Durante o 1º turno, o GRÊMIO inverteu a tendência que acompanhou quase todos os demais clubes deste BRASILEIRÃO, obtendo um resultado surpreendente: venceu pelo menos 75% dos jogos em casa e, de quebra, venceu 25% e empatou 25% das partidas fora, perdendo não mais do que a metade dos embates em gramados adversários.

PAULO VINÍCIUS COELHO (o PVC da ESPN BRASIL, melhor comentarista do país disparado), nunca se convenceu com a liderança do GRÊMIO. Em seu blog, ele disse que os pontos fracos do TRICOLOR DOS PAMPAS são a lentidão que o meia TCHECO dá à armação de jogadas de ataque e o fato de ambos os laterais (PAULO SÉRGIO e ANDERSON PICO – ultimamente, HELDER) quase sempre cruzarem para a área a partir da intermediária e quase nunca da linha de fundo, pegando a zaga adversária de frente para a bola. O ponto forte do time é a estabilidade que dois volantes jovens, ágeis, fortes e leais dão ao sistema defensivo e como iniciadores dos contra-ataques (WILLIAN MAGRÃO e RAFAEL CARIOCA). PVC deu a entender que o GRÊMIO só teria como seguir vencendo e convencendo caso mantivesse a excelente campanha quando um dos dois (ou até mesmo os dois) volantes não pudesse jogar.

Finalmente, o próprio PVC informa que o GRÊMIO não vence há CINCO partidas, sendo uma delas o clássico pela COPA NISSAN SUL-AMERICANA e o GLOBOESPORTE noticia que o GRÊMIO é apenas o décimo (10º) colocado no 2º turno.

Vou além: o colombiano PEREA é o único atacante incisivo e veloz. A falta dele faz com que se insista na jogada aérea, que resultou em sete gols do centroavante MARCEL e em vários outros gols revezados entre quase todos os zagueiros do plantel. Contra times baixos como os pernambucanos SPORT e NÁUTICO e contra times ruins como os quase rebaixados FIGUEIRENSE e PORTUGUESA, tal artifício costuma funcionar. Contra adversários medíocres que costumam se jogar ensandecidamente ao ataque abrindo generosos espaços para o contra-ataque em suas respectivas casas como ATLÉTICO-MG, SANTOS e FLUMINENSE, idem.
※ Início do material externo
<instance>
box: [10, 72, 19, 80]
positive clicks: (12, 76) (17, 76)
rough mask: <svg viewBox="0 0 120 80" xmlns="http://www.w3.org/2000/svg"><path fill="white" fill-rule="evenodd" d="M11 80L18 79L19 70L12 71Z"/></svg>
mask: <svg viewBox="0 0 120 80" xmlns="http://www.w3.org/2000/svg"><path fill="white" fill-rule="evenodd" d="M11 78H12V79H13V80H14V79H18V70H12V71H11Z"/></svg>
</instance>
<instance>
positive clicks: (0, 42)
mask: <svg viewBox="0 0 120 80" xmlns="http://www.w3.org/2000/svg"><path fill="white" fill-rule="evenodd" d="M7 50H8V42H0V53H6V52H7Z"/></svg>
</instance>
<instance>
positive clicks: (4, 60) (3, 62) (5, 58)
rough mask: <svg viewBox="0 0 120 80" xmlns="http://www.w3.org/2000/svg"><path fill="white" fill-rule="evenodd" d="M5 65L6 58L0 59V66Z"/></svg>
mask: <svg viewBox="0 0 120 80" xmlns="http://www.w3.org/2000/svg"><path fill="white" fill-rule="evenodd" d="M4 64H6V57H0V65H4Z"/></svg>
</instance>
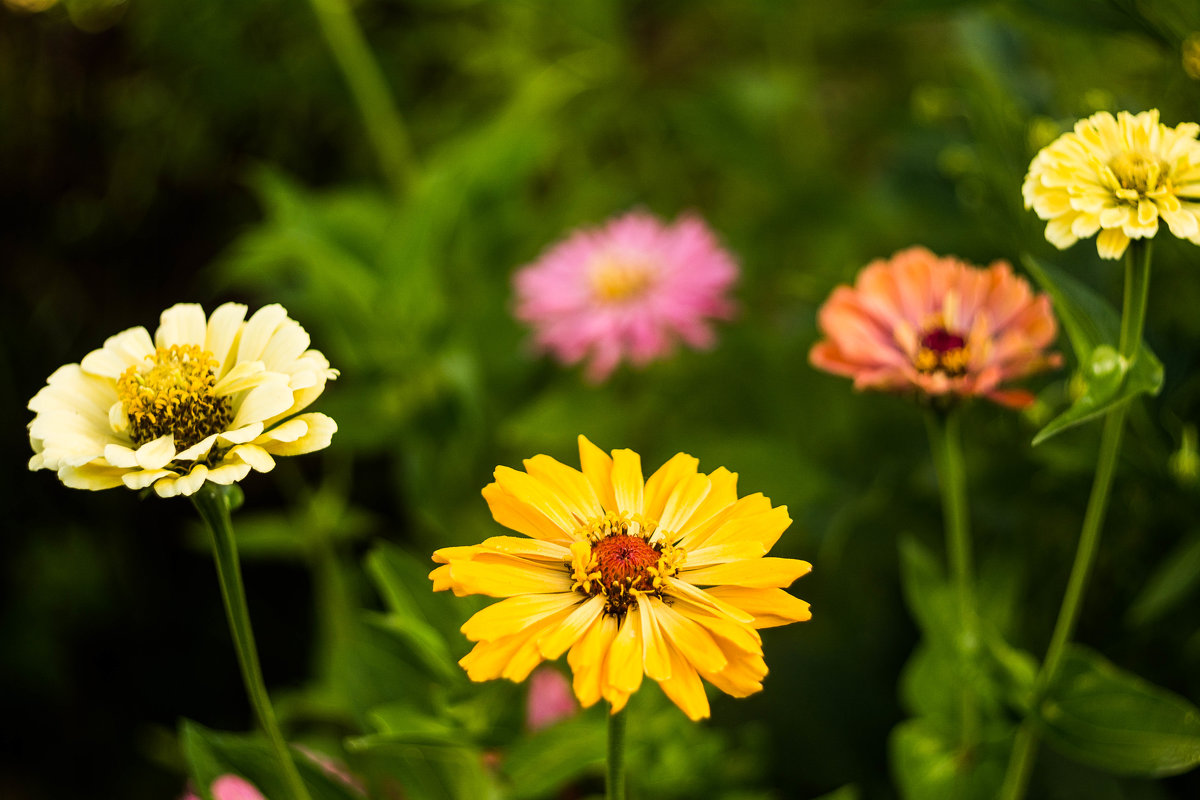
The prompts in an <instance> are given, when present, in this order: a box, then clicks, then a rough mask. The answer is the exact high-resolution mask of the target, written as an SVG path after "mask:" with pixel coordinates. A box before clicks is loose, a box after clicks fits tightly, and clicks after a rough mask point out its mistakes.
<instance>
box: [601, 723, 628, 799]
mask: <svg viewBox="0 0 1200 800" xmlns="http://www.w3.org/2000/svg"><path fill="white" fill-rule="evenodd" d="M605 796H606V798H607V800H625V711H624V710H622V711H618V712H617V714H610V715H608V783H607V792H606V793H605Z"/></svg>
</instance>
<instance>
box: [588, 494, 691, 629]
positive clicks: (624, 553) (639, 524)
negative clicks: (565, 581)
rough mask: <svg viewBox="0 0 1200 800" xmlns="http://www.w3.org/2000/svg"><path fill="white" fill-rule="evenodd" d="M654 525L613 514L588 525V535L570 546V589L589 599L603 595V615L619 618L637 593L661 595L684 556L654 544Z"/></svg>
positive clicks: (633, 517) (590, 523) (654, 594)
mask: <svg viewBox="0 0 1200 800" xmlns="http://www.w3.org/2000/svg"><path fill="white" fill-rule="evenodd" d="M656 527H658V525H656V523H654V522H647V521H643V519H641V518H640V517H638V516H636V515H635V516H634V517H631V518H630V517H624V516H618V515H614V513H612V512H611V511H610V512H608V513H606V515H605V516H604V517H601V518H600V519H596V521H594V522H593V523H590V524H589V525H588V527H587V537H586V539H581V540H580V541H576V542H575V543H574V545H571V565H570V566H571V575H572V577H574V578H575V584H574V587H572V588H574V589H575V590H576V591H580V593H582V594H584V595H587V596H589V597H594V596H595V595H604V597H605V601H606V602H605V613H607V614H612V615H614V616H618V618H619V616H624V614H625V612H626V610H628V609H629V607H630V606H636V604H637V597H638V595H656V596H659V597H661V596H662V585H664V581H665V579H666V578H670V577H673V576H674V575H676V573H678V572H679V565H680V564H683V560H684V557H685V555H686V553H685V552H684V549H683V548H680V547H672V546H671V545H668V543H666V542H664V541H661V540H655V539H654V530H655V528H656ZM652 540H653V541H652Z"/></svg>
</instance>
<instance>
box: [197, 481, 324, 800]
mask: <svg viewBox="0 0 1200 800" xmlns="http://www.w3.org/2000/svg"><path fill="white" fill-rule="evenodd" d="M192 503H193V504H194V505H196V510H197V511H199V513H200V517H202V518H203V519H204V522H205V523H206V525H208V528H209V533H210V534H211V535H212V558H214V560H215V561H216V566H217V581H218V582H220V583H221V597H222V599H223V600H224V607H226V618H227V619H228V621H229V633H230V634H232V636H233V643H234V649H235V650H236V651H238V664H239V667H241V679H242V682H244V684H245V685H246V694H248V696H250V704H251V705H252V706H253V709H254V716H257V717H258V724H259V726H260V727H262V728H263V730H264V732H266V738H268V739H269V740H270V742H271V750H274V751H275V757H276V758H277V759H278V762H280V771H281V772H282V775H283V780H284V783H287V786H288V792H289V794H290V795H292V799H293V800H310V798H308V790H307V789H306V788H305V786H304V781H301V780H300V772H299V771H296V765H295V763H294V762H293V760H292V753H290V751H289V750H288V745H287V741H286V740H284V739H283V734H282V733H281V732H280V724H278V722H276V720H275V709H272V708H271V699H270V697H269V696H268V693H266V684H265V682H264V681H263V669H262V667H259V663H258V650H257V649H256V648H254V631H253V628H251V625H250V609H248V608H247V606H246V590H245V588H244V587H242V583H241V566H240V564H239V563H238V545H236V542H235V541H234V536H233V523H232V522H230V519H229V505H228V504H227V503H226V498H224V494H223V492H222V491H221V488H220V487H217V486H215V485H214V483H205V485H204V486H203V487H202V488H200V491H199V492H197V493H196V494H193V495H192Z"/></svg>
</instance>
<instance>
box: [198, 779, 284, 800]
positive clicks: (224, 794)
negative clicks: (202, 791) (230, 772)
mask: <svg viewBox="0 0 1200 800" xmlns="http://www.w3.org/2000/svg"><path fill="white" fill-rule="evenodd" d="M180 800H200V799H199V796H197V795H196V794H194V793H192V792H188V793H187V794H185V795H184V796H182V798H180ZM212 800H265V798H263V794H262V793H260V792H259V790H258V789H256V788H254V784H253V783H251V782H250V781H246V780H244V778H240V777H238V776H236V775H222V776H221V777H218V778H217V780H216V781H214V782H212Z"/></svg>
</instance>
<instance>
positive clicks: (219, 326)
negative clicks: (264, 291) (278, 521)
mask: <svg viewBox="0 0 1200 800" xmlns="http://www.w3.org/2000/svg"><path fill="white" fill-rule="evenodd" d="M336 377H337V371H336V369H330V367H329V361H328V360H326V359H325V356H323V355H322V354H320V353H318V351H317V350H310V349H308V335H307V333H306V332H305V330H304V329H302V327H301V326H300V324H299V323H296V321H295V320H294V319H290V318H289V317H288V314H287V311H284V309H283V307H282V306H278V305H272V306H266V307H264V308H260V309H259V311H258V312H256V313H254V314H253V315H252V317H251V318H250V319H246V306H242V305H239V303H232V302H229V303H224V305H223V306H221V307H220V308H217V309H216V311H214V312H212V315H211V317H208V318H205V315H204V309H203V308H200V306H198V305H194V303H179V305H176V306H173V307H170V308H168V309H167V311H164V312H163V313H162V318H161V323H160V325H158V330H157V331H156V332H155V336H154V338H152V339H151V338H150V333H149V332H148V331H146V329H144V327H140V326H139V327H131V329H130V330H127V331H122V332H120V333H118V335H116V336H113V337H109V339H108V341H107V342H104V347H103V348H101V349H100V350H92V351H91V353H89V354H88V355H86V356H84V359H83V361H80V362H79V363H68V365H66V366H64V367H60V368H59V369H56V371H55V372H54V374H53V375H50V378H49V380H48V381H47V385H46V386H44V387H43V389H42V390H41V391H40V392H37V395H36V396H35V397H34V399H31V401H30V402H29V409H30V410H31V411H34V413H35V414H36V416H35V417H34V421H32V422H30V425H29V440H30V444H31V445H32V447H34V453H35V455H34V457H32V458H31V459H30V461H29V468H30V469H34V470H36V469H53V470H54V471H56V473H58V475H59V480H61V481H62V482H64V483H65V485H66V486H70V487H72V488H82V489H107V488H113V487H115V486H122V485H124V486H127V487H128V488H131V489H142V488H145V487H148V486H154V488H155V492H157V493H158V494H160V495H161V497H173V495H176V494H185V495H187V494H193V493H194V492H196V491H197V489H199V488H200V486H203V485H204V482H205V481H212V482H214V483H227V485H228V483H233V482H234V481H240V480H241V479H242V477H245V476H246V475H247V473H250V470H251V469H254V470H258V471H260V473H265V471H269V470H270V469H272V468H274V467H275V458H274V457H275V456H298V455H300V453H306V452H312V451H314V450H320V449H322V447H326V446H328V445H329V443H330V439H331V437H332V435H334V432H336V431H337V423H336V422H334V420H331V419H330V417H328V416H325V415H324V414H314V413H308V414H298V413H299V411H300V410H302V409H304V408H306V407H307V405H308V404H310V403H312V402H313V401H314V399H316V398H317V397H318V396H319V395H320V392H322V391H323V390H324V389H325V381H326V380H332V379H334V378H336Z"/></svg>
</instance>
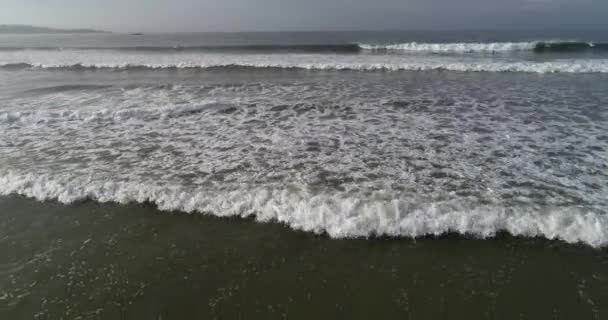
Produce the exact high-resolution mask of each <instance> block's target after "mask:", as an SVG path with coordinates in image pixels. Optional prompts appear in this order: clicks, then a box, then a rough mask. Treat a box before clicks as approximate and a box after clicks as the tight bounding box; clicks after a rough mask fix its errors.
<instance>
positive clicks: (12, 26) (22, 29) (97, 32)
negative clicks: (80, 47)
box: [0, 24, 109, 34]
mask: <svg viewBox="0 0 608 320" xmlns="http://www.w3.org/2000/svg"><path fill="white" fill-rule="evenodd" d="M2 33H19V34H27V33H109V32H107V31H100V30H94V29H54V28H47V27H37V26H29V25H10V24H0V34H2Z"/></svg>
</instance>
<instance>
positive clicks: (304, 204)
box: [0, 172, 608, 247]
mask: <svg viewBox="0 0 608 320" xmlns="http://www.w3.org/2000/svg"><path fill="white" fill-rule="evenodd" d="M8 194H20V195H24V196H27V197H32V198H35V199H38V200H57V201H60V202H62V203H66V204H69V203H73V202H75V201H78V200H82V199H92V200H95V201H99V202H116V203H121V204H126V203H144V202H150V203H154V204H155V205H157V206H158V208H159V209H160V210H179V211H183V212H188V213H193V212H199V213H207V214H214V215H218V216H222V217H226V216H240V217H247V216H255V218H256V220H258V221H263V222H268V221H278V222H281V223H285V224H286V225H288V226H289V227H291V228H293V229H297V230H304V231H312V232H317V233H321V232H326V233H327V234H328V235H329V236H331V237H334V238H351V237H367V236H370V235H388V236H406V237H420V236H426V235H441V234H444V233H448V232H456V233H460V234H466V235H473V236H476V237H479V238H487V237H492V236H494V235H495V234H496V233H497V232H500V231H506V232H509V233H510V234H512V235H515V236H526V237H545V238H548V239H561V240H563V241H566V242H569V243H576V242H583V243H586V244H588V245H591V246H594V247H601V246H605V245H606V244H607V243H608V219H607V218H606V216H603V215H598V214H596V213H594V212H592V211H587V210H582V209H578V208H576V207H571V208H559V209H542V208H534V207H530V208H526V207H521V208H517V207H512V208H504V207H497V206H489V205H487V206H476V207H471V206H470V204H469V205H467V204H465V203H462V202H458V201H452V202H445V203H416V202H415V201H412V199H402V198H391V197H390V196H387V195H386V194H382V193H378V194H377V195H372V196H371V197H367V198H359V197H356V196H355V197H353V196H352V195H349V194H345V193H340V192H337V193H333V194H331V193H329V194H328V193H323V194H313V193H310V192H307V191H305V190H302V191H293V190H272V189H264V188H260V189H250V190H248V189H244V190H232V191H220V192H217V191H215V192H214V191H207V190H204V189H199V190H196V189H194V190H190V189H187V188H182V187H180V186H156V187H154V186H150V184H141V183H131V182H113V181H105V182H103V181H94V180H90V179H86V178H69V177H57V178H55V177H52V176H47V175H35V174H25V175H22V174H15V173H11V172H3V173H2V174H0V195H8Z"/></svg>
Por que não falei em IPATINGA, VASCO e ATLÉTICO-PR, que hoje são mais rebaixáveis do que os times do parágrafo anterior? Simples: porque todos possuem defesas altas e armam retrancas muito fortes fora de casa.

Quanto a CORITIBA, GOIÁS e o TRADICIONAL ADVERSÁRIO, a questão é bem outra: todos estes três, sem exceção, poderiam estar disputando o título e brigar de maneira mais incisiva pela LIBERTADORES. Em diferentes momentos, cada um deles sofreu não com a janela de transferências para o exterior mas, sobretudo, com várias más leituras do adversário feitas pelos seus respectivos técnicos. O CORITIBA foi muito bem no 1º turno e continua apresentando uma quase regularidade. Já os dois demais são times qualificados que começaram mal e, agora, tentam uma seqüência de vitórias para seguirem sonhando. Este é, para mim, o TRIO DA IMPREVISIBILIDADE.